Several high-ranking executives of eXp including Michael Bjorkman and David Golden had a practice of drugging female agents at company events and raping them, sometimes taking photos and videos they used to blackmail them into silence, the court said. Structured as a multilevel marketing firm, eXp executives collected a share of the money that agents in their “downline” earned, with Sanford sharing in the earnings of everyone.
That structure gave directors an incentive to hush up growing reports of sexual misconduct, the judge wrote, since that would jeopardize their own earnings. Director meeting minutes from 2020 through 2022 show zero mention of anyone discussing sexual misconduct, even after Bjorkman was arrested in 2020.
The first mention of misconduct in the compliance committee minutes came in May 2022, although the committee met every two weeks. Hundreds of people commented on the Facebook post in 2020, where an eXp agent accused another employee of assaulting her. Seven other women commented they had been drugged and raped at eXp events.
“It is hard to believe that no one thought to tell any of the eXp Board members about the accusations in the post, Bjorkman’s arrest, or the reasons for Bjorkman’s termination,” the judge wrote.
The directors argued they didn’t know about the allegations before mid-2022 but one director, identified as “The Whistleblower,” wrote a memo to the board in April of that year urging them to launch an independent investigation.
“The likelihood that these incidents will be reported to the media or as a legal challenge increases daily,” the director wrote. “It may not be tomorrow, next year, or in 5 years, however, it will become public at some point.”
The board refused. The Whistleblower isn’t identified, but she left the board after her nomination was withdrawn in June 2022, the same time Felicia Gentry left for that reason.
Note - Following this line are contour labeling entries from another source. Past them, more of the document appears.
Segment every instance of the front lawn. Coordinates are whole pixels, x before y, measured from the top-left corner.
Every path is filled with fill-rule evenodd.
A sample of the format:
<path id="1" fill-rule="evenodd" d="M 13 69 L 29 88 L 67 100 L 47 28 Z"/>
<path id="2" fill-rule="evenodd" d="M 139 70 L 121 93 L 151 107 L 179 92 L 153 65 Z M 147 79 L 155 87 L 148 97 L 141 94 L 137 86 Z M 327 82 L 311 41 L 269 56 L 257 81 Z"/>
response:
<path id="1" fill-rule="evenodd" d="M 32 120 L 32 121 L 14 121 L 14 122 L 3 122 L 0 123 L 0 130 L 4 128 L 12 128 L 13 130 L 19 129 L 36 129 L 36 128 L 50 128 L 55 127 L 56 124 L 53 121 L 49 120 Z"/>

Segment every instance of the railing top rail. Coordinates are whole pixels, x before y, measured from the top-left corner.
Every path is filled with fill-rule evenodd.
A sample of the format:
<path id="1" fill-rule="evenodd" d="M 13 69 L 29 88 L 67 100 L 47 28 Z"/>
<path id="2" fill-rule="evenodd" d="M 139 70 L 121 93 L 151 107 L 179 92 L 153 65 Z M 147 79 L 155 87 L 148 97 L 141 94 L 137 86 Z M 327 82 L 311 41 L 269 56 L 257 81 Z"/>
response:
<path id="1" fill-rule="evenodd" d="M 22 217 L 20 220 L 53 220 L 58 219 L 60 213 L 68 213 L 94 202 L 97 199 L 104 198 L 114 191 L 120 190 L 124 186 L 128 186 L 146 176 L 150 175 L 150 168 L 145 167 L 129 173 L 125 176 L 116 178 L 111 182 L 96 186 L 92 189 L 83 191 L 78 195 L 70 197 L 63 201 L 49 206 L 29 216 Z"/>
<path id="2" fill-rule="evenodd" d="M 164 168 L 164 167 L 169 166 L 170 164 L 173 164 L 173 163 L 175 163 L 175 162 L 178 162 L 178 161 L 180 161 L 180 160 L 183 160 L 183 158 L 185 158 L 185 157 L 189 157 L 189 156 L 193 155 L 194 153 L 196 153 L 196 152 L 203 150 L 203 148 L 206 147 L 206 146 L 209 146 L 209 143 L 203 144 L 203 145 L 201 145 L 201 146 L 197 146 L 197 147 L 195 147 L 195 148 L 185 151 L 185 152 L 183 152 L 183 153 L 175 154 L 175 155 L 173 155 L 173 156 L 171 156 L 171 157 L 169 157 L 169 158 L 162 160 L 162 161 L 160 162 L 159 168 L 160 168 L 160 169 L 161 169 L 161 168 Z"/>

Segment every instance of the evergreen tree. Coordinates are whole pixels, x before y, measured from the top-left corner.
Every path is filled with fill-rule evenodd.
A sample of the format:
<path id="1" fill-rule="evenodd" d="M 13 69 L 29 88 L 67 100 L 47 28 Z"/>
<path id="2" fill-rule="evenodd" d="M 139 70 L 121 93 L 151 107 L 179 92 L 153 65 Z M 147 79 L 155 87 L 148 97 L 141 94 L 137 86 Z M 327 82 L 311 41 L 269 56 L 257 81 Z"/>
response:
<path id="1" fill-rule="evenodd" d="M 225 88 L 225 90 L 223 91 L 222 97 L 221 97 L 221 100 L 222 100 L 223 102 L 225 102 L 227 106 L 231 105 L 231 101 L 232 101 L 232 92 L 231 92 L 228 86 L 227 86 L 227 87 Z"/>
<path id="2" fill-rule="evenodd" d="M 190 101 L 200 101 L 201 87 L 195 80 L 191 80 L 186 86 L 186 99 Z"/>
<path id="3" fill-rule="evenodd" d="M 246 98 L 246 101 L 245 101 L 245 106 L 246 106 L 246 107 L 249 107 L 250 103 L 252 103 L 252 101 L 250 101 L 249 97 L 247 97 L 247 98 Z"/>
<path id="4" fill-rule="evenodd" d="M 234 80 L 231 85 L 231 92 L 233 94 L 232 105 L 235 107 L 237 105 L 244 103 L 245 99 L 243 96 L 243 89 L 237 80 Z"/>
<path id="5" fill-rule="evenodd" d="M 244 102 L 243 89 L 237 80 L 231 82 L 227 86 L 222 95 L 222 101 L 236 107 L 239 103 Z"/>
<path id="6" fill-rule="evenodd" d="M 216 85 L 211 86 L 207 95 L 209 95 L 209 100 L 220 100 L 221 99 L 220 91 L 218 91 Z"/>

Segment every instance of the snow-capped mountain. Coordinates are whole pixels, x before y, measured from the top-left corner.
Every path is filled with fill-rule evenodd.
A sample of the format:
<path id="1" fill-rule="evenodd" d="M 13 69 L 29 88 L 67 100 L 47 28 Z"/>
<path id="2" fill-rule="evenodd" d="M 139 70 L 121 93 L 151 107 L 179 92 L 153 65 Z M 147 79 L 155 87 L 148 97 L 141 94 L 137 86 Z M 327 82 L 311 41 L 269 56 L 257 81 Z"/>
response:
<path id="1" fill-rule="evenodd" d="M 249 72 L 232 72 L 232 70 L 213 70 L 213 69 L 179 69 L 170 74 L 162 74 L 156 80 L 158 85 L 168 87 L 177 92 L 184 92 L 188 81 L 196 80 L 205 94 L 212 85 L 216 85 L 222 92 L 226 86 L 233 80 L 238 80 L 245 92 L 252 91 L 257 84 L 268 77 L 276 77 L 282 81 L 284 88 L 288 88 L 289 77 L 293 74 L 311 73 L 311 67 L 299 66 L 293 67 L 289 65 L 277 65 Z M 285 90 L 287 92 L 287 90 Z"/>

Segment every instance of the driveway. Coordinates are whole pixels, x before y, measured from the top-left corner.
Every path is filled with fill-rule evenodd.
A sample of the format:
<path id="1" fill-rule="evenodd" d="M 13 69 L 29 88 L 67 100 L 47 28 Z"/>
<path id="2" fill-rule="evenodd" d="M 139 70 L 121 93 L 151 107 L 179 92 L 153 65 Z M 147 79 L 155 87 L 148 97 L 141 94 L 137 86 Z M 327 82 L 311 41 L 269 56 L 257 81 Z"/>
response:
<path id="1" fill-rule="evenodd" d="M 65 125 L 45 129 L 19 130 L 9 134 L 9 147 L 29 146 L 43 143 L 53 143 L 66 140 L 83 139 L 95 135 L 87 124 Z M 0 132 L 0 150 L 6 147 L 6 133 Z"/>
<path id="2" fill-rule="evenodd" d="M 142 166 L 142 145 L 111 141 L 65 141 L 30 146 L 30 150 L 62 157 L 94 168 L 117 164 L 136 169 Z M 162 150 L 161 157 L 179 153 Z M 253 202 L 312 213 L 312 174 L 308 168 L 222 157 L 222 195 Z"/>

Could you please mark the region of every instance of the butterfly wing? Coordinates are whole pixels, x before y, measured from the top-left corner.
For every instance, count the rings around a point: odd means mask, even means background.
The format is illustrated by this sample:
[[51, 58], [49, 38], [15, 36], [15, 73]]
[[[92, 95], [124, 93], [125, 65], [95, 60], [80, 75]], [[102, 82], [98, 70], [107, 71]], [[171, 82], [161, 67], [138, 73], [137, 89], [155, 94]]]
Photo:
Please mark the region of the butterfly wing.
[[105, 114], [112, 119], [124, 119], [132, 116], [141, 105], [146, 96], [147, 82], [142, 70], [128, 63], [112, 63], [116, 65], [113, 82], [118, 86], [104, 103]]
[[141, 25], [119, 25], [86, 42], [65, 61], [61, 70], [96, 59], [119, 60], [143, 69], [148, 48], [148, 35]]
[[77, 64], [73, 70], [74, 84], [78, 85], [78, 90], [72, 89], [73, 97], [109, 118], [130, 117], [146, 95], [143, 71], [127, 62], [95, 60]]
Four eXp agents sued the company in February 2023 and another group did the same in December, a day before the New York Times published an expose on the scandal.
Sexual misconduct and litigation of this scale is “corporate trauma” enough to hold directors liable for violating their fiduciary duty, the judge ruled. Plaintiffs also sued a “control group” led by Sanford that owned 50% of the stock with a legal agreement to vote together. The judge said Delaware law hasn’t extended fiduciary liability to such a group yet and she wasn’t going to break new ground.
She did allow claims to proceed against Sanford and directors Monica Weakley and Randall Miles, saying it would be futile for plaintiffs to first demand the board sue the directors itself. Lead plaintiff Los Angeles City Employees Retirement System is represented by Bernstein Litowitz.